Atherosclerosis is the primary lesion of heart attacks and strokes. It consists of intimal plaques with characteristic structure: a fibrous cap with smooth muscle-like cells, macrophages, leucocytes and more smooth muscle cells beneath, and a core of necrotic debris, cholesterol crystals, and calcification. Layers of fibrin clots over the plaque further diminish the arterial lumen till complete occlusion. There have been many hypotheses to explain atherosclerotic lesions. The first was the cholesterol or lipid deposition (insudation) theory: a simple deposition of cholesterol due to high cholesterol levels in the circulating blood. Later developments focused on other mechanisms, particularly on the smooth muscle cell or monoclonal migration from the muscular layer to the intima, which was found to even precede the cholesterol deposition. Meanwhile, platelets have been found to secrete many substances whenever they aggregate and release their granules. Among the secreted substances is PDGF or platelet-derived growth factor, a strong mitogen and chemoatrractant particularly for smooth muscle cells. The endothelial injury hypothesis proposes that platelets aggregate on the site of injured endothelium, release PDGF, and bring about the muscle cell migration from media to intima. With the fuller understanding of the various lipoproteins, their individual structure, roles and metabolism, as well as their interactions with the endothelial and other cells of the body, the reasons for the atherogenecity of LDL and VLDL and the protective effects of HDL are better understood.

INTRODUCTION

Atherosclerosis is that type of arteriosclerosis characterized by patchy nodular thickening of the intima, plaque formation, and proneness to development of thrombosis and occlusion of the vessel. The blood vessels with predilection for atherosclerosis are the aorta, coronaries, and the cerebral and peripheral arteries. Yet, these vessels are neither uniformly nor equally affected. In each vessel, there are particular areas with higher predilection, namely, the arch of the aorta, the extramural portions of the coronary arteries, and those segments with bifurcations, branchings, curvatures, and higher flow. The most common complications of this pathologic condition are ischemic heart disease and heart attacks, cerebral strokes (CVA), and brain degeneration, localized or diffuse. Among Filipinos, there are more cases of CVAs than heart attacks. Less common are aortic aneurysms, peripheral vascular insufficiency with gangrene of the toes or even legs. The leg vessels are affected more than the arm vessels.

Risk Factors

Atherosclerosis is a multifactorial disease (Fig. 1). Its occurrence has been positively associated with several pathogenic factors termed risk factors, namely:

1. Aging

2. Genetic (hereditary)

3. Obesity

4. High fat, high caloric diet

5. Hyperlipidemia or hyperlipoproteinemia

6. Smoking

7. Hypertension

8. Diabetes

9. Stress

10. Lack of exercise

Aging may cause atherosclerosis through a time-dependent wearing down process, which means that the repair processes are slowly overcome by the degenerative processes of aging. Aging is known to be associated with reduced synthesis of proteins and enzymes. The altered characteristics of collagen and elastic fibers, the reduced number of function of cell receptors, the reduced synthesis of the apolipoprotien A-1 of HDL (Fig.1) are now recognized sign of atherosclerosis.

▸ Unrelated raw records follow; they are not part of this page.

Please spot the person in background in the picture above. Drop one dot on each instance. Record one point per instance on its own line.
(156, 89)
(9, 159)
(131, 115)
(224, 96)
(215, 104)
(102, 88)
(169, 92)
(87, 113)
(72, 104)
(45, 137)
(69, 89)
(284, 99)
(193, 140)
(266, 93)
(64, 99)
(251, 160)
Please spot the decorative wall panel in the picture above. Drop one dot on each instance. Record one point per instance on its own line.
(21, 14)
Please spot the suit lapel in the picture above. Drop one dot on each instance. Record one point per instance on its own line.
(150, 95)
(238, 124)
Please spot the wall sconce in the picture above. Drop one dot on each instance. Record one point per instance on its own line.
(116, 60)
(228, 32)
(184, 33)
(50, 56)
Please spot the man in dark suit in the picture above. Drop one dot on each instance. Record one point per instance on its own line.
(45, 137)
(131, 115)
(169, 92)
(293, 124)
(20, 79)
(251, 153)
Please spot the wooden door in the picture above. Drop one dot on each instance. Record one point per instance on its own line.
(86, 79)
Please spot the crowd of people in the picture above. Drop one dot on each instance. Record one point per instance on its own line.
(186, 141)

Hereditary is a well-known determinant and shows its importance in the differences in the tendency to develop heart attacks and brain strokes between those with strongly positive and those with negative family histories of cardiovascular disease.

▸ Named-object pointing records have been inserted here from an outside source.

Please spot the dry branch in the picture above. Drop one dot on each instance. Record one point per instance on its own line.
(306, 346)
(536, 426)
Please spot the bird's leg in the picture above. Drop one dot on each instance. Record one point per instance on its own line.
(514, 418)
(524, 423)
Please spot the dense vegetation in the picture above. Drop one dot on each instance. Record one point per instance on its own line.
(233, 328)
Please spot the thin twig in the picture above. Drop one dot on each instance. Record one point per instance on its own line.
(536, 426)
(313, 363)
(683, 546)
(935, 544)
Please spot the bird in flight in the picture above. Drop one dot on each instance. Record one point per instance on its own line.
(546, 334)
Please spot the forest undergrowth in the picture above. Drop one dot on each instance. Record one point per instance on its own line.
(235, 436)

Aging and heredity are factors we cannot control – not yet. But definitely controllable to a greater or lesser extent, and for that reason most important, are smoking, hypertension, diabetes, exercise and high fat diet, and hyperlipidemia.

My assigned topic this afternoon does not permit discussion of smoking, hypertension, and exercise; suffice it say that stopping smoking (Gordon, Kannel and McGee 1974), control of hypertension (Kannel, Gordon and Schwartz 1971) and, to some extent, good regular exercise have dramatically reduced the rate of cardiovascular disease and mortality. Another very important point that should be stressed is the “synergy of risk factors” (Criqui 1986): coronary artery disease (CAD) mortality rate per 1000men increases from 13 to 23, 44 and 82 with 0, 1, 2 or 3 risk factors. The more risk factors a person have, the higher the chances of his developing atherosclerosis and coronary artery disease. One who is obese, does not exercise, has hypertension, and smokes has a 6 1/2 times greater chance of developing CAD.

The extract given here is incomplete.